I mean, I’m hardly a prude when it comes to sex and I’ve always said I’ll try just about anything once… or twice if I like it. I’ve done and enjoyed things some people wouldn’t even dream of yet I also recoil in horror at other lurid acts that really get some people’s juices flowing. And while I wouldn’t necessarily call myself “vanilla”, a term borrowed from the world of ice cream to connote conventional, basic and without frills, it’s certainly a flavor I like to sample from time to time.
“Because I study and write about sexuality, I am of course someone who swings naked from chandeliers while having group sex on film,” noted Lynn Comella, a sexuality scholar and women’s studies professor at the University of Nevada, Las Vegas. “And while I am not at all opposed to that in theory, in practice it is just not who I am”.
Salon.com columnist Tracy Clark-Flores observed that even though “sexual freedom means different things to different people”, within certain sexually liberated spheres there is a topsy-turvy hierarchy to the mainstream with monogamy at the bottom and “public poly-whatever-y” at the top. She cites a number of second-hand examples of people facing biases within kinky communities for being too vanilla, even though you’d think a group that has experienced enough disapproval and marginalization on account of their sexual choice would refrain from passing the same kind of judgment on others.
Everyone faces a certain degree of struggle in figuring out with what gets their motor running, especially as they become more acquainted with sexually progressive communities. As blogger Clarisse Thorn points out, “Being a sex-positive feminist, I also sometimes worry that other women will read my work and it will increase their performance anxiety. I worry that writing about some stuff I like will be misinterpreted – that it will lead other women to feel like, gosh, is this something liberated sex-positive women do? Is this something I “should” be doing?”
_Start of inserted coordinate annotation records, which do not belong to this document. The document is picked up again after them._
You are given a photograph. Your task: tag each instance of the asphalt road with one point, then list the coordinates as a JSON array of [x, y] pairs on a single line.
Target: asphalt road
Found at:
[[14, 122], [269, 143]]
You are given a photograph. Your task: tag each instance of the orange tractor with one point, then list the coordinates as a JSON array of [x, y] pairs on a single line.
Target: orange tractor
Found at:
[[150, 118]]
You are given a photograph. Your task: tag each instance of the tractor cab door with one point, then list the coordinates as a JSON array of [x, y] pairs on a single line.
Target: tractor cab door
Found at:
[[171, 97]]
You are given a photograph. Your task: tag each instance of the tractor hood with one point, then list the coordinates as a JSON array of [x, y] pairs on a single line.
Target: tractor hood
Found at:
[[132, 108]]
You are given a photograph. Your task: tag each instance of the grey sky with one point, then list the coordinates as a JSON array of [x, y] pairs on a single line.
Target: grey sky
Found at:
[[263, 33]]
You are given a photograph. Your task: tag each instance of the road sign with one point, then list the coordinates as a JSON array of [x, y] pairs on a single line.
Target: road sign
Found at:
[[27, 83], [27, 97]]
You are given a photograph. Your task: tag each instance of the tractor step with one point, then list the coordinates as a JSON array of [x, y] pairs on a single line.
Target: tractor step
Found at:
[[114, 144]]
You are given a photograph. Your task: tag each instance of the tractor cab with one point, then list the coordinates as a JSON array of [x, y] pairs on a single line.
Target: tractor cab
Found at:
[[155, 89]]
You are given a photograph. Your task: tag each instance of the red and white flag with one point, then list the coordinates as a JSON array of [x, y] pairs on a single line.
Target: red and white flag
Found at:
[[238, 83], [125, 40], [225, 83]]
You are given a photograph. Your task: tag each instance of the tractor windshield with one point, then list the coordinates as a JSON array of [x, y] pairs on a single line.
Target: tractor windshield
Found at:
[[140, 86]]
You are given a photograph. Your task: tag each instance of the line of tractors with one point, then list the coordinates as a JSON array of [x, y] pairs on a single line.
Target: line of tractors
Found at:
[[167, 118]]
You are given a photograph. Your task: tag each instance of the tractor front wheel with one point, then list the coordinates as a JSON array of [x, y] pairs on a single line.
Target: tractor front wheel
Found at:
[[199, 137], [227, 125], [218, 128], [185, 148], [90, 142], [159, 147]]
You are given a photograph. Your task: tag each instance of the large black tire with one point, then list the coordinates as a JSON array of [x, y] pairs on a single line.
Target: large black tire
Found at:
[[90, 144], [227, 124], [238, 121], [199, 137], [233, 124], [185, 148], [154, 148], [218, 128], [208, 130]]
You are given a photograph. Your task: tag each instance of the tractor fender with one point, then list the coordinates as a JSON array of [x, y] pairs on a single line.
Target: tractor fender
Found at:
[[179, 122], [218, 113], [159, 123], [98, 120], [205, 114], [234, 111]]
And like oh so many other issues in our contemporary landscape, this one is further complicated by the world of marketing. It’s a tried and true marketing axiom that when people start feeling satisfied and comfortable, they consume less. As pointed out by Bitch magazine in their smart and funny series ‘Thinking Kink’, making people feel shitty about their vanilla-ness is mainly a capitalist calculation. Just look at the spike in BDSM-related purchases since the release of “50 Shades of Grey”. Good Vibrations in San Francisco experience a 65% increase in the sales of bondage sex toys, and New York-based Babeland say a 40% increase. While many of those purchases were likely made out of genuine curiosity, imagine how many were bought under pressure of feeling like their routine sex lives weren’t exciting enough?